Question: Determine the focal length of convex lens on the following points by describing the displacement met...

Question

Determine the focal length of convex lens on the following points by describing the displacement method:
i) Derivation of Formula
ii)Draw a ray diagram
iii)Observation table
iv) Precautions (any 2)

Answer 1

Solution

Let there be two pins placed. Then, find out the distance of the object and then find the distance of the image. Now, use the lens equation, $\dfrac{1}{f} = \dfrac{1}{v} - \dfrac{1}{u}$
Now, put the values of distance of image and object respectively in the above lens equation. From this, find out the focal length of the lens.

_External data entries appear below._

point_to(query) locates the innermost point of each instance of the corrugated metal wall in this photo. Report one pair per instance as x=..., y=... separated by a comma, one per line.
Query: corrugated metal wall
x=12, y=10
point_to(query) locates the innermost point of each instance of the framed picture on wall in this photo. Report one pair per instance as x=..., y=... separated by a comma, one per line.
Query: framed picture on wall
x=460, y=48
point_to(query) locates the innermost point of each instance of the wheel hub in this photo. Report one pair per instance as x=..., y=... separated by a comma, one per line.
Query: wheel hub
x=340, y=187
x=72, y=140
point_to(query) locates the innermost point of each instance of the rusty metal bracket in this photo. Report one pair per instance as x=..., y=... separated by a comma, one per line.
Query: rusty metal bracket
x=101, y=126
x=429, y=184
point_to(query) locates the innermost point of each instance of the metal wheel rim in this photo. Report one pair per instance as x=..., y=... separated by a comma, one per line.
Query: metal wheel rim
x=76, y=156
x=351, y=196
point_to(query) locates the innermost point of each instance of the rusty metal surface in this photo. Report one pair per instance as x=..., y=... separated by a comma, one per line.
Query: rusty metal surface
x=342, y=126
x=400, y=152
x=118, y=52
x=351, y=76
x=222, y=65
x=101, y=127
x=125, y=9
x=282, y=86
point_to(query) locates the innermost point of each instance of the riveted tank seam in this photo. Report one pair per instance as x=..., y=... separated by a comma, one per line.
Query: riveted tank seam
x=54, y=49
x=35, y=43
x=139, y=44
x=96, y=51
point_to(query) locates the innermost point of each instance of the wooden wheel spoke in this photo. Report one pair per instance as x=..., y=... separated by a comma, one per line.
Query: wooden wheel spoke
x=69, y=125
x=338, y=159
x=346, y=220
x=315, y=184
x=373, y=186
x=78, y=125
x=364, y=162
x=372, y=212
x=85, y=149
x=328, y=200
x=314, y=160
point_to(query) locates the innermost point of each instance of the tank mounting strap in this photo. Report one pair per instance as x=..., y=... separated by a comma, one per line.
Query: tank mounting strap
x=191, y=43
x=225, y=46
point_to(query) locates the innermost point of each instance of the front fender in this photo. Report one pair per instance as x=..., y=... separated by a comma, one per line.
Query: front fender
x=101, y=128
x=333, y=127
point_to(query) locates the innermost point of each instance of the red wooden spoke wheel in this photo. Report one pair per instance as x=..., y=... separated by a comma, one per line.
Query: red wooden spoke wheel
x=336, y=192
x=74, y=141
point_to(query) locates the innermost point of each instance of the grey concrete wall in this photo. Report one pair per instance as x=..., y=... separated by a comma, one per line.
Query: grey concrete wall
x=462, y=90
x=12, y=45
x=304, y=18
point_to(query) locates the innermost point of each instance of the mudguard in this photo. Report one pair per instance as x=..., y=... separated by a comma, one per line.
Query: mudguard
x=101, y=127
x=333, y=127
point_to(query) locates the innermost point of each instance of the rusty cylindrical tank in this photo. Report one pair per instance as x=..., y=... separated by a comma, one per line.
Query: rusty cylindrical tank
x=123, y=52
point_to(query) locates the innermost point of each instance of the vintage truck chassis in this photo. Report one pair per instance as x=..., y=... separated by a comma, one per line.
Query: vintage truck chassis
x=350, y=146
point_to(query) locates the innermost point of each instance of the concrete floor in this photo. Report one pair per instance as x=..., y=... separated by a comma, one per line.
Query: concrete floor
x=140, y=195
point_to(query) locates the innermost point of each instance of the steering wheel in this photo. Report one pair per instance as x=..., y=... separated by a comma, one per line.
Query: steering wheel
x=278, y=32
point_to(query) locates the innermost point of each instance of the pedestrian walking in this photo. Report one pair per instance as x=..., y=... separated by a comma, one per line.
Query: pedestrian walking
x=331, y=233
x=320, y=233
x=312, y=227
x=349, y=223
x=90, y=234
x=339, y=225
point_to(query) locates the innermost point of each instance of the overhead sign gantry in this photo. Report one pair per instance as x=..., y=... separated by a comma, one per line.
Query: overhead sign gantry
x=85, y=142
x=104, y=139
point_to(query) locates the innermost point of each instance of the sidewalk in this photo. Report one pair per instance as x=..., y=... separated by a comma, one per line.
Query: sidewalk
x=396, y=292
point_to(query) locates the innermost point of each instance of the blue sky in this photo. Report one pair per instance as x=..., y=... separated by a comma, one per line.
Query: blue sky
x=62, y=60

Complete step by step Solution:
(i) Formula Derivation: Let there be two pins $AB$ and $CD$ respectively placed such that the distance between both of them is more than $uf$ .
When the lens is at $L$ then, let the image formed be $A'B'$ on pin $CD$
$\therefore OA = u \\\ OA' = v \\\ d = v + u \cdots (1) \\\$
The image is again formed on $CD$ because $A$ and $A'$ are conjugate foci. This happens in the second position of ${L_2}$
$O'A' = u \\\ O'A = v \\\$
Let the displacement of the lens be $x$ . Therefore,
$x = v - u \cdots (2)$
Using the value of $v$ from equation $(1)$ in equation $(2)$ we get,
$u = \dfrac{{d - x}}{2}$
Similarly, using the value of $u$ from equation $(1)$ in equation $(2)$ we get,
$v = \dfrac{{d + x}}{2}$
We know that, the lens formula is
$\dfrac{1}{f} = \dfrac{1}{v} - \dfrac{1}{u}$
Where, $f =$ focal length, $u =$ object distance and $v =$ image distance
Putting the values of $v$ and $u$ in lens formula
$\dfrac{1}{f} = \dfrac{1}{{\dfrac{{d + x}}{2}}} - \dfrac{1}{{\dfrac{{d - x}}{2}}}$
According to the sign convention, $u$ will be positive and $v$ is negative.
$\dfrac{1}{f} = \dfrac{1}{{\dfrac{{\left( {d + x} \right)}}{2}}} - \dfrac{1}{{ - \dfrac{{\left( {d - x} \right)}}{2}}} \\\ \Rightarrow \dfrac{1}{{\dfrac{{d + x}}{2}}} + \dfrac{1}{{\dfrac{{d - x}}{2}}} \\\ \dfrac{1}{f} = \dfrac{2}{{d + x}} + \dfrac{2}{{d - x}} \\\ \Rightarrow \dfrac{{2d - 2x + 2d + 2x}}{{(d + x)(d - x)}} \\\ \dfrac{1}{f} = \dfrac{{4d}}{{{d^2} - {x^2}}} \\\ f = \dfrac{{{d^2} - {x^2}}}{{4d}} \\\$
This is the required formula.

(ii) Ray diagram: The ray diagram can be made as

(iii) Observation Table

Position of object pin	Position of image pin	1st position of lens	2nd position of lens	Distance between pins	Displacement of lens	$f$
$a cm$	$b cm$	$m cm$	$n cm$	$d = b - a$	$x = n - m$	$\dfrac{{{d^2} - {x^2}}}{{ud}}cm$

(iv)Precautions: The line which joins the tip of pins and optical centre should lie on a horizontal line.
The distance between pins should be greater than 4 times of focal length.

Note: The focal length of lens should be four times less than the distance between two pins.
When using the lens formula, keep in mind the sign convention of distance of object, distance of image and focal length.